Last month, supermarket chain Seiyu Ltd. launched sales of Chinese rice from Jilin Province at its 149 outlets in the Kanto region and Shizuoka Prefecture.
"Sales are outpacing our initial plan," said a happy Seiyu official.
At the Seiyu outlet in Tokyo's Akabane neighborhood, Chinese rice was priced at ¥1,299 for 5 kg, around 30 percent cheaper than Japan's popular Akitakomachi brand, which carries a price tag of ¥1,850 for a 5-kg bag.
"Cheaper rice is tempting for someone on a pension," said a 73-year-old man buying a bag of the Chinese crop for the first time. "I'll buy it again if it tastes fine."
Seiyu's move came at a time when Japanese rice prices are some 20 percent higher than last year, when the March 11 disasters triggered meltdowns at the Fukushima No. 1 power plant that contaminated major rice-producing regions in the northeast.

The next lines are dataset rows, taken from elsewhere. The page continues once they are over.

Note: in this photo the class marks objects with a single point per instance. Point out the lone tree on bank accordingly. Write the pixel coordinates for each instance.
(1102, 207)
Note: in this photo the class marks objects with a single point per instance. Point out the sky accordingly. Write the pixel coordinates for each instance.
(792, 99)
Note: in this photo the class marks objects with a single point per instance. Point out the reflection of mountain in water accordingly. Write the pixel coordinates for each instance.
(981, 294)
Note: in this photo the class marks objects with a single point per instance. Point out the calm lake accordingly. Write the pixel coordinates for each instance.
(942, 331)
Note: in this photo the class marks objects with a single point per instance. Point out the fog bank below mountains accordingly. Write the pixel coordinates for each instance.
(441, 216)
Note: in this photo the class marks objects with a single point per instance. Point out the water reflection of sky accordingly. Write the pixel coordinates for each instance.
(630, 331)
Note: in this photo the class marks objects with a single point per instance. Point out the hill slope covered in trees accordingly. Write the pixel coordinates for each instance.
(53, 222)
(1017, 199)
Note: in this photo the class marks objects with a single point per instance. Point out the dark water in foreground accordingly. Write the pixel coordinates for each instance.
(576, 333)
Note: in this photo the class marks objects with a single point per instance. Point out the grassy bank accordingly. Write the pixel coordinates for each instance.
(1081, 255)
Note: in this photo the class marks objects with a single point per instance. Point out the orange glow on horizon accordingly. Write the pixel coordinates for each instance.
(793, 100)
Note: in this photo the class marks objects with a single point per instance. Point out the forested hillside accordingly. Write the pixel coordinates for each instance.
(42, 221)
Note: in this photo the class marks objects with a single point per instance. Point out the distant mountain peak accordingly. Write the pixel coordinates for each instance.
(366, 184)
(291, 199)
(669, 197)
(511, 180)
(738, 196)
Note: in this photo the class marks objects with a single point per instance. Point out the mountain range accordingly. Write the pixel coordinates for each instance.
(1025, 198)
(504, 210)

"Sales of Chinese rice are faring well, especially on weekends," the Seiyu official said, adding that the company is even getting inquiries from those who don't live near the stores where the imported product is being sold.
Foreign rice has so far been used to cover shortages of low-end domestic rice.
Seiyu will consider whether to expand the areas where it offers Jilin rice after seeing how sales fare over time, the official said.
Matsuya Foods Co., a major "gyudon" beef-on-rice chain, is offering a mix of Australian and Japanese rice at around 600 outlets in the Tokyo metropolitan area, or some 70 percent of all its locations.
"We haven't decided for how long we'll use the Aussie rice," a Matsuya spokesman said.
Kappa Create Co., which runs the Kappa-Sushi restaurant chain, offered California rice for about a month starting in mid-February on a trial basis at its outlet in Yono, Saitama Prefecture.
Although the origin of the rice was indicated at the outlets, the company received no major complaints from diners, an official said.
At this point the sushi chain has no plans to serve California rice at all of its outlets, the official added.
Meanwhile, Shoichi Ito, a professor at the Kyushu University Graduate School and an agricultural expert well-versed on foreign rice, hails the trend.
"It's a good thing for various types of foreign rice to be used in Japan because there is high-quality rice from outside Japan as well," he said.
For foreign rice to become entrenched in the Japanese market, however, "it is important to make sure there are no safety problems, such as contamination with outside materials," he pointed out.